Tous les premiers vendredis du mois, Mario et Nils invitent à Berlin un artiste international pour animer leurs soirées « Salon de Musique ». Leur concept ? Proposer dans une ville à l'offre culturelle démesurée, des concerts intimes et acoustiques, en s'inspirant de leur expérience parisienne.
Lors des soirées appelées « Salon de Musique », de français il n'y a que le nom... ou presque. Organisées au sein d'un des plus anciens bars de Friedrichshain, Zur Glühlampe, fondé en 1921, elles accueillent mensuellement un chanteur dont la prestation doit coller avec l'ambiance intime voulue par les deux organisateurs.
L'idée du concept est née au sein du Quartier latin à Paris il y a quelques années. Mario faisait alors étape dans un petit café du 5e arrondissement lorsqu'il se fait surprendre par un concert, simple, sobre, organisé intimement face à quelques petites tables rondes en quinconce. "C'est exactement ce que l'on voulait à Berlin" , explique le mélomane.

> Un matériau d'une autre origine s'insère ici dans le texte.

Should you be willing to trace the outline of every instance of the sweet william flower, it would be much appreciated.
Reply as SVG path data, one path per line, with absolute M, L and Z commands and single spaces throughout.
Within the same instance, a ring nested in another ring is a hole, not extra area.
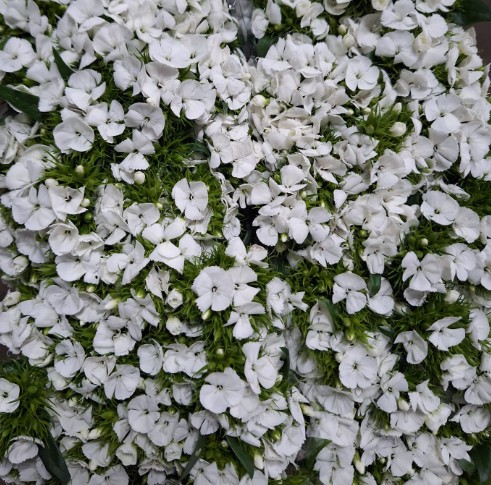
M 367 303 L 365 280 L 354 273 L 347 272 L 334 277 L 332 302 L 346 300 L 349 314 L 359 312 Z
M 357 56 L 348 61 L 345 82 L 351 91 L 373 89 L 378 77 L 378 67 L 373 66 L 368 57 Z
M 394 340 L 406 350 L 406 360 L 410 364 L 420 364 L 428 355 L 428 344 L 414 330 L 401 332 Z
M 368 355 L 363 347 L 350 348 L 339 364 L 339 379 L 349 389 L 366 389 L 377 379 L 377 360 Z
M 70 150 L 86 152 L 94 143 L 94 130 L 80 118 L 68 118 L 55 127 L 53 136 L 56 146 L 64 153 Z
M 230 406 L 236 406 L 242 399 L 245 384 L 230 367 L 224 372 L 213 372 L 205 378 L 199 399 L 205 409 L 219 414 Z
M 267 355 L 259 357 L 260 350 L 259 342 L 248 342 L 242 346 L 242 352 L 246 356 L 244 375 L 256 394 L 261 393 L 261 387 L 271 389 L 278 376 L 273 358 Z
M 19 407 L 20 387 L 0 379 L 0 413 L 13 413 Z
M 428 328 L 428 331 L 432 332 L 428 340 L 438 350 L 443 351 L 448 351 L 450 347 L 458 345 L 465 338 L 465 329 L 449 327 L 460 320 L 461 317 L 445 317 L 437 320 Z
M 181 179 L 172 188 L 172 198 L 187 219 L 203 219 L 208 206 L 208 189 L 203 182 Z
M 0 50 L 0 67 L 3 72 L 20 71 L 35 58 L 36 53 L 26 39 L 11 37 Z
M 209 266 L 196 277 L 192 290 L 198 295 L 196 305 L 202 313 L 208 308 L 216 312 L 231 305 L 234 283 L 227 271 L 218 266 Z

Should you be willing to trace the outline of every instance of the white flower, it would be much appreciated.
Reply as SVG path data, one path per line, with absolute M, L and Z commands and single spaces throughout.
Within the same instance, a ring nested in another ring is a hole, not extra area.
M 201 270 L 193 282 L 192 289 L 198 298 L 196 305 L 201 312 L 208 308 L 222 311 L 232 304 L 234 284 L 229 273 L 218 266 L 209 266 Z
M 132 365 L 117 364 L 116 369 L 104 382 L 104 392 L 108 399 L 128 399 L 140 383 L 140 371 Z
M 465 329 L 449 327 L 460 320 L 461 317 L 445 317 L 437 320 L 428 328 L 433 332 L 428 340 L 438 350 L 447 351 L 450 347 L 458 345 L 465 338 Z
M 420 364 L 428 355 L 428 344 L 414 330 L 401 332 L 394 343 L 404 346 L 407 353 L 406 360 L 410 364 Z
M 248 342 L 242 346 L 242 352 L 246 356 L 244 364 L 244 375 L 256 393 L 261 393 L 261 387 L 271 389 L 278 376 L 277 366 L 272 357 L 264 355 L 259 357 L 261 344 L 259 342 Z
M 172 112 L 179 116 L 181 110 L 186 118 L 196 120 L 207 117 L 215 103 L 216 92 L 211 84 L 202 84 L 192 79 L 183 81 L 172 98 Z
M 165 117 L 158 106 L 148 103 L 132 104 L 124 117 L 126 126 L 138 128 L 149 140 L 157 140 L 165 127 Z
M 409 387 L 404 374 L 396 372 L 393 376 L 383 376 L 380 387 L 384 391 L 377 400 L 377 406 L 386 413 L 397 411 L 397 400 L 401 392 L 407 392 Z
M 237 373 L 227 367 L 224 372 L 213 372 L 205 378 L 199 399 L 205 409 L 219 414 L 230 406 L 236 406 L 242 399 L 245 384 Z
M 464 433 L 480 433 L 491 423 L 491 413 L 489 409 L 481 406 L 466 404 L 450 421 L 460 423 L 460 427 Z
M 152 431 L 159 417 L 158 404 L 149 396 L 137 396 L 128 403 L 128 424 L 138 433 Z
M 423 196 L 421 213 L 429 220 L 448 226 L 459 213 L 459 203 L 443 192 L 430 190 Z
M 38 454 L 38 443 L 27 436 L 19 436 L 10 445 L 7 456 L 14 465 L 24 463 Z
M 187 219 L 203 219 L 208 206 L 208 190 L 203 182 L 188 182 L 181 179 L 172 189 L 172 198 Z
M 71 117 L 53 130 L 56 146 L 62 152 L 86 152 L 92 148 L 94 130 L 79 118 Z
M 334 277 L 332 302 L 346 300 L 349 314 L 359 312 L 367 303 L 365 280 L 354 273 L 342 273 Z
M 63 377 L 74 377 L 82 367 L 85 352 L 82 345 L 76 341 L 62 340 L 55 347 L 55 369 Z
M 348 61 L 345 82 L 351 91 L 373 89 L 377 84 L 378 77 L 378 67 L 373 66 L 368 57 L 357 56 Z
M 146 374 L 154 376 L 162 370 L 164 353 L 157 342 L 140 345 L 138 347 L 138 357 L 140 359 L 140 369 Z
M 232 333 L 236 339 L 249 338 L 254 333 L 250 317 L 252 315 L 264 315 L 264 313 L 266 310 L 260 303 L 251 302 L 236 306 L 230 312 L 230 317 L 225 325 L 234 325 Z
M 349 389 L 366 389 L 377 379 L 377 360 L 368 355 L 363 347 L 350 348 L 339 364 L 339 379 Z
M 20 71 L 35 58 L 36 53 L 27 40 L 10 37 L 0 50 L 0 67 L 3 72 Z
M 31 187 L 27 196 L 16 197 L 12 202 L 12 217 L 31 231 L 46 229 L 56 219 L 46 186 L 40 185 L 38 190 Z
M 0 413 L 13 413 L 19 407 L 20 387 L 0 379 Z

Mario, directeur d' une agence de musique appelée Carma Music, décide donc de recréer cette ambiance dans la capitale allemande.
Une fois la location adéquate trouvée, Zur Glühlampe, un petit bar sombre réputé pour avoir été, pendant des années, le repère des travailleurs de Friedrichshain, ne reste plus qu'à développer les soirées « Salon de musique » permettant à un artiste de se représenter devant une quarantaine de personnes chaque premier vendredi du mois.
"Au début, les artistes que l'on invitait devaient avoir un lien avec la France, maintenant ce n'est plus important", explique Mario. "Notre choix repose désormais uniquement sur la qualité de l'artiste", rajoute Nils Herbig, son associé.

Mais le concept désiré par les deux partenaires ne se cantonne pas uniquement à proposer un concert intimiste. La soirée se déroule en trois étapes. Après la performance de l'artiste, Mario l'interviewe devant le public avant de laisser place à un dj set.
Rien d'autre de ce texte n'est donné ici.